Hoe het mogelijk was weet ik niet, maar toen ik in haar woonkamer stond bleek dat ze mijn lievelingscake had gebakken: citroencake! Ik kon haar wel omhelzen maar hield me wijselijk in, het was de eerste keer dat ik bij haar op bezoek kwam en wilde nu ook niet te enthousiast overkomen. Ik keek door het raam van haar woonkamer naar buiten en zag wat zij zag als ze naar buiten keek. Aan de overkant zat Kris, de meester-portretschilder achter het brede raam van zijn atelier aan zijn vijfentachtigste portret te werken, een grote lamp verlichtte de tekening en zijn hoofd. Daarnaast lag mijn werkkamer, de gordijnen aan één kant gesloten. Mya wou heel graag eens op atelierbezoek komen, want ze had altijd de indruk dat ze, als ze naar buiten keek, kunstwerken in een museum zag. Of dat ik, als ik heel vroeg in de ochtend mijn licht aanstak en voor het scherm van mijn laptop schoof, als in een sneeuwdoosje zat. Je moest er alleen nog maar mee schudden. Ze vroeg of we onze telefoonnummers konden uitwisselen want Mya verzamelde graag mensen die om haar heen leefden om hen, als ze ergens heen moest, van haar afwezigheid op de hoogte te stellen. Dat vond ik een mooi idee, in een stad waar je eigenlijk amper je buren kent: toch de moeite doen ‘om mensen om je heen te verzamelen’. Aan tafel zat haar kleinzoon Tanguy een knutselwerk te maken, op een voetbankje lag het boek dat ze aan het lezen was: ‘Een verwend nest’, van een onbekende schrijver.
Ik stelde haar voor enkele boeken uit mijn bibliotheek te komen lenen.
Een week later vond het burenfeest in de Haantjeslei plaats. Ik tikte haar nummer in en vroeg of ze zich al ingeschreven had. Ze had van het feest gehoord maar als nieuwkomer geen inschrijvingsstrookje ontvangen. Haar zangerig stem sleepte wat na. Ik reserveerde een vegetarische paella voor haar en om zes uur schoven we aan lange tafels naast elkaar aan. Links van mij namen haar Roemeense buren plaats, een jong gezin met twee kinderen dat na Berlijn in Antwerpen een nieuwe thuis had gevonden. De man die zich aan mij voorstelde en wiens naam ik niet begreep omdat hij iets te ver van mij verwijderd zat, voerde in een onberispelijk Nederlands zacht het woord. Zijn accent was grappig, maar absoluut niet om te lachen.

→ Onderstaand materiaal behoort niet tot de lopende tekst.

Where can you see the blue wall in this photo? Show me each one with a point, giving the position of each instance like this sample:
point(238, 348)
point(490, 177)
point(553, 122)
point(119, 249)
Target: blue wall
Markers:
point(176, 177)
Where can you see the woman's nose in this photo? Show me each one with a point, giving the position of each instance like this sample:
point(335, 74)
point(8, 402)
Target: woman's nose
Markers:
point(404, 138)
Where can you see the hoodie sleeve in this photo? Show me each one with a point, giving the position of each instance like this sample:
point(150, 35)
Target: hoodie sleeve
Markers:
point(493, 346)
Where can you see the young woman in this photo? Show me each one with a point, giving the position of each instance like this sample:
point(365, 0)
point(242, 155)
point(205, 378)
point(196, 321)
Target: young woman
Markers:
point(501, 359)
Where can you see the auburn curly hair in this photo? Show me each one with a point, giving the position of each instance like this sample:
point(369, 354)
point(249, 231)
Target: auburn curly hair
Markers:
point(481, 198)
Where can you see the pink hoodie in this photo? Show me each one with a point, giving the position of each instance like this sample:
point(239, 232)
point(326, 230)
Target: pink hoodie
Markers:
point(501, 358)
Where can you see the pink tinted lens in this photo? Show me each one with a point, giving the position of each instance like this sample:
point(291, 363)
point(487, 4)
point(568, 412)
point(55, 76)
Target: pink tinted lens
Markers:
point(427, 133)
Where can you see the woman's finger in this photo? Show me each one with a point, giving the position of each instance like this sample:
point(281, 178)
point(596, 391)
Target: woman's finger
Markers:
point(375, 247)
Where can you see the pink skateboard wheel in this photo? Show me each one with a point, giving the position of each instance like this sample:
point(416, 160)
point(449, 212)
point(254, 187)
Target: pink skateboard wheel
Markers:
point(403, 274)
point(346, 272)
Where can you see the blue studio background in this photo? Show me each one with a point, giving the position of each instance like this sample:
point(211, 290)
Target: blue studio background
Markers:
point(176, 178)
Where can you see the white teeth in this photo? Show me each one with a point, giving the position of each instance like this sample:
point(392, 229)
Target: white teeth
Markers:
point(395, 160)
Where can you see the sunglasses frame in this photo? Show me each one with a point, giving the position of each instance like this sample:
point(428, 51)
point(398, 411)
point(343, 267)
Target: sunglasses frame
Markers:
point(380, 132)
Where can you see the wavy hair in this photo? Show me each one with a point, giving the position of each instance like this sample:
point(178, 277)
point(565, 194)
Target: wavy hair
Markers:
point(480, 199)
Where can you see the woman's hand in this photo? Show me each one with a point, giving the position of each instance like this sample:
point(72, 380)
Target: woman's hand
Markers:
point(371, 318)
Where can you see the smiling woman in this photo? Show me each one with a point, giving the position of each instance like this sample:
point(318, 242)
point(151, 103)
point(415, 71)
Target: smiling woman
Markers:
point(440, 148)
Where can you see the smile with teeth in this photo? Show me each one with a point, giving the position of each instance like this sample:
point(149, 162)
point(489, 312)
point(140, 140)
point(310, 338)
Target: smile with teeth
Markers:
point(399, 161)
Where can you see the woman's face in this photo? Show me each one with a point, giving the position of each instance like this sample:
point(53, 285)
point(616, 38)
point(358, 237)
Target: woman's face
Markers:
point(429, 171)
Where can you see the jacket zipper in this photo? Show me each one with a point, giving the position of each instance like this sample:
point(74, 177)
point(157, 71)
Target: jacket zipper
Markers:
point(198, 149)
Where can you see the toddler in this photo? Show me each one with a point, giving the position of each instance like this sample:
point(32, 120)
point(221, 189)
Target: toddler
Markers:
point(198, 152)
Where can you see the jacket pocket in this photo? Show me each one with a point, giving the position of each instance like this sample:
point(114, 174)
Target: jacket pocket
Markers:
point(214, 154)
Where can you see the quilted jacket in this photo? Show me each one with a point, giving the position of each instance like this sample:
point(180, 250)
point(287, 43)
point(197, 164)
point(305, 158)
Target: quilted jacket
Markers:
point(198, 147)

Met een ongelooflijke vastberadenheid om de taal zo zorgvuldig mogelijk te spreken vertelde hij ons duidelijk articulerend de laatste weetjes wat het wonen in Antwerpen betrof. Zijn vrouw herinnerde ik mij sinds ze bij hun aankomst in een perkje dat door de groendienst van de stad was aangelegd en waar een bonsai groeide, bloemen had geplant. Een week later gooide een andere stadsdienst het perkje met de zware voet van een verkeersbord volledig plat. Toch schoten de korenblauwe bloemen en de bonsai samen de hoogte in. Charmante doorzetters waren onze nieuwe Roemeense buren.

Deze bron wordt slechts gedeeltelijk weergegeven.